Statement
From Synesketch Wiki
- Science and technology multiply around us. To an increasing extent they dictate the languages in which we speak and think. Either we use those languages, or we remain mute. – J.G. Ballard
Synesketch is a result of two needs for integration.
First integration is a global one. Computers and people live side by side, and they should understand each other better. While we, people, share our feelings with each other on the Web, computers should at least try to have some empathy with us, to listen, read, and watch, and to enhance our communication and our aesthetic experiences. On the other hand, we, people, should see technology as a source of inspiration, not alienation, a medium for being in touch with ourselves. Synesketch is a small passionate proposal for crossing that chasm.
Second integration is a personal one. Loving and doing many different things in my life, from drawing to astronomy, I felt I need a synthesis. I felt I should put my passions – computing, visual arts, animation, and written words – together. Synesketch is a result of that feeling, of that need. We wish that you, while working on it, could feel the same ecstasy of discovering and creating as we felt.
To add one important final remark: Synesketch visualises recognised manifestations of human feelings, not the feelings itself!
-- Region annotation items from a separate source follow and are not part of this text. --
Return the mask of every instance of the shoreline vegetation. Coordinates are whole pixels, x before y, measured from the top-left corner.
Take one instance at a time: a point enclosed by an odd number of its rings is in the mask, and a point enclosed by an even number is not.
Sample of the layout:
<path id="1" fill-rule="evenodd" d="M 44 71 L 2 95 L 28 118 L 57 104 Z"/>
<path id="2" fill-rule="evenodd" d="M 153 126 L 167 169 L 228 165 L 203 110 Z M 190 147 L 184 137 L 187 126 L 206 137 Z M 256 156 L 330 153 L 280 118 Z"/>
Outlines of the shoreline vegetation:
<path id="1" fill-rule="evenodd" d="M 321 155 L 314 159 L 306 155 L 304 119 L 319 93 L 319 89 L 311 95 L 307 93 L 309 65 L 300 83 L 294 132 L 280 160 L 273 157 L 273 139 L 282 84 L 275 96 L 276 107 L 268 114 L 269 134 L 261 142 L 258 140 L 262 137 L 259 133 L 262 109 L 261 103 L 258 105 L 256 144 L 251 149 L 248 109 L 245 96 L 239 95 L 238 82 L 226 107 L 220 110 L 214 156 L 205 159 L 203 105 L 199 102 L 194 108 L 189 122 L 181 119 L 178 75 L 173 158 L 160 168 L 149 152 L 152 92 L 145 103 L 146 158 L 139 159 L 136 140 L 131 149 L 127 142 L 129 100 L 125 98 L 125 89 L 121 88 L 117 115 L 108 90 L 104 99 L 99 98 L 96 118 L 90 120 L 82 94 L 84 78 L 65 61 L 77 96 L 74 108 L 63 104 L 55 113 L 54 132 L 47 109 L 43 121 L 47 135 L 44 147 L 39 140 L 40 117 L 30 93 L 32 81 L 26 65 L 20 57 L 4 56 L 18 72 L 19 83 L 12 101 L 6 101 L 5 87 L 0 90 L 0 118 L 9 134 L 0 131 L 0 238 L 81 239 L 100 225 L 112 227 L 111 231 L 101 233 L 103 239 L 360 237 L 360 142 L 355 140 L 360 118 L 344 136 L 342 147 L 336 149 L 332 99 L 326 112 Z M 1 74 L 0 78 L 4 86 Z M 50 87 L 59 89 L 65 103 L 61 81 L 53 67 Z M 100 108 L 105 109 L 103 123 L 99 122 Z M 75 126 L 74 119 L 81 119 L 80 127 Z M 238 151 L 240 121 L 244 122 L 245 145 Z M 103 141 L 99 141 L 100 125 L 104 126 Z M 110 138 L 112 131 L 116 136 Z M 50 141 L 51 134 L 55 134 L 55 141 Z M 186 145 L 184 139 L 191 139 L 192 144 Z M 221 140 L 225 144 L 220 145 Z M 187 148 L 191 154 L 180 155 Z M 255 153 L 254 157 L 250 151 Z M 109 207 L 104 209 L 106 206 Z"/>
We strongly disagree with the strong AI, the idea that computers could have minds like humans. Our aim was not to make a program that could really feel and create art, but to make computers just a little bit more closer to humans – for the sake of enhancing human creativity.
Our NLP-based emotion recognition is not perfect at all. None is. The real meaning of words, one that causes emotions, is hidden somewhere else, not in words, and no algorithm could ever be truly empathetic. Yet, for Synesketch that is not crucially important: aesthetic experiences of visual art is also quite something illusive and evasive. Synesketch code, thus, provides just a small objective skeleton, around which the real body of feelings should be created – by us.